SoftBank fell as much as 13% Friday, its steepest decline since August 2024. Oracle fell roughly 1.5% and CoreWeave declined about 1.9%, both treated by the market as OpenAI proxies even though each has a broader business. Oracle has a major data center agreement as part of the broader Stargate AI infrastructure initiative, while CoreWeave has a multi-year partnership with OpenAI worth up to $22 billion. When confidence in OpenAI's trajectory dims, the companies most visibly tied to it move accordingly.

The SpaceX shadow

The timing debate also has a fresh cautionary tale. SpaceX completed a record-setting IPO earlier this month, raising about $75 billion at a roughly $1.75 trillion valuation. The stock initially surged, then fell sharply from its early peak β€” a vivid reminder that even the most anticipated listings can wobble when market conditions shift. OpenAI's advisers are reportedly factoring that trajectory into their recommendations. A debut into a weak tape at a lower valuation than Altman wants would be difficult to walk back.

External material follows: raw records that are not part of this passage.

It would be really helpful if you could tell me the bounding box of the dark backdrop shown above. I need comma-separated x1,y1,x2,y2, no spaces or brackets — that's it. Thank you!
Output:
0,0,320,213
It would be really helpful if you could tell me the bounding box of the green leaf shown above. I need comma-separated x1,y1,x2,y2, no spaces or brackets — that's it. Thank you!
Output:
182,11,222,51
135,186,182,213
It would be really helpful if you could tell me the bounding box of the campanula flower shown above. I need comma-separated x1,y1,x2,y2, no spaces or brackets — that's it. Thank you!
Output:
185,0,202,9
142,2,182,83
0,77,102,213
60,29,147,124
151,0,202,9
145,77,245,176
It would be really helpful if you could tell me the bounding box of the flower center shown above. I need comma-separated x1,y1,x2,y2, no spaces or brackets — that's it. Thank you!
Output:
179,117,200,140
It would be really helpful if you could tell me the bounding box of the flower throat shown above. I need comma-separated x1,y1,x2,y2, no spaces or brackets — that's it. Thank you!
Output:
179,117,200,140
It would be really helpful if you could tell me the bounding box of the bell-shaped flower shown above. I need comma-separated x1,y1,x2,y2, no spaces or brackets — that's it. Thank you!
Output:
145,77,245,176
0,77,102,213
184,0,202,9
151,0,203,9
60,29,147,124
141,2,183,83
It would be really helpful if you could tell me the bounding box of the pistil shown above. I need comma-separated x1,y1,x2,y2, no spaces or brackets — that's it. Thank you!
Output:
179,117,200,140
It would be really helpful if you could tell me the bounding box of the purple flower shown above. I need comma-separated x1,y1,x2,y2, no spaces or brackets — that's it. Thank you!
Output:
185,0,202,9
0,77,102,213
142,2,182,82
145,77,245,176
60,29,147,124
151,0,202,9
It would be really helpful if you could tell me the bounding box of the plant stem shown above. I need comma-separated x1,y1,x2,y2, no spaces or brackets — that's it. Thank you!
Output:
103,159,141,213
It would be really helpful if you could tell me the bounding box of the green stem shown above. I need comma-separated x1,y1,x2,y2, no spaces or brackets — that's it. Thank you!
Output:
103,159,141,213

OpenAI's growth story remains enormous. Reported revenue is running at roughly $2 billion per month, the company has already filed confidentially with US securities regulators, and major banks are reportedly advising on the offering. The question is purely one of price and timing β€” and the current market is not offering the price OpenAI wants.

The bull case

Not everyone is rattled. Masayoshi Son used SoftBank's annual shareholder meeting Friday to mount a forceful defense of the long-term AI thesis, dismissing talk of a bubble as a failure to understand the technology's potential. He argued AI is still in its infancy and pledged to keep building SoftBank's position around OpenAI, robotics, data centers, and energy. The fair value of SoftBank's OpenAI investment has more than doubled relative to its cost, even before any public market pricing. For believers, a 2027 listing at $1 trillion is simply a better outcome than a 2026 listing at $800 billion.

What to watch

  • OpenAI's official response: The company has not confirmed or denied the NYT report. Watch for any statement from Altman or CFO Sarah Friar β€” who reportedly told associates the company is targeting a 2027 listing β€” that clarifies the timeline.
  • SoftBank's financing: The $40 billion bridge loan due March 2027 is the most pressing near-term pressure point. Watch for any refinancing announcements that would ease the timeline pressure.
  • AI lab IPO pipeline: If OpenAI delays, it changes how investors read the rest of the AI listing calendar. Anthropic has already filed confidentially for a US IPO. Watch whether other private AI labs signal similar timing reconsiderations.
  • AI infrastructure stocks: Oracle, CoreWeave, and Arm all carry significant OpenAI exposure. Watch their stock trajectories as a real-time read on how much of the AI buildout narrative depends on OpenAI's public debut as a validation event.

The bottom line

OpenAI's potential IPO delay is not just one company's calendar decision. In this market, OpenAI is not just a company. It is collateral, validation, and a sentiment gauge all at once β€” and delaying its public debut makes everyone else's bet harder to value.

The sharp drops in SoftBank, Oracle, and CoreWeave show how tightly the fortunes of the sector are bound together. Whether OpenAI lists this year or next, the episode is a reminder that the AI trade rests on a web of interlocking bets, and doubt in one corner ripples through all of them.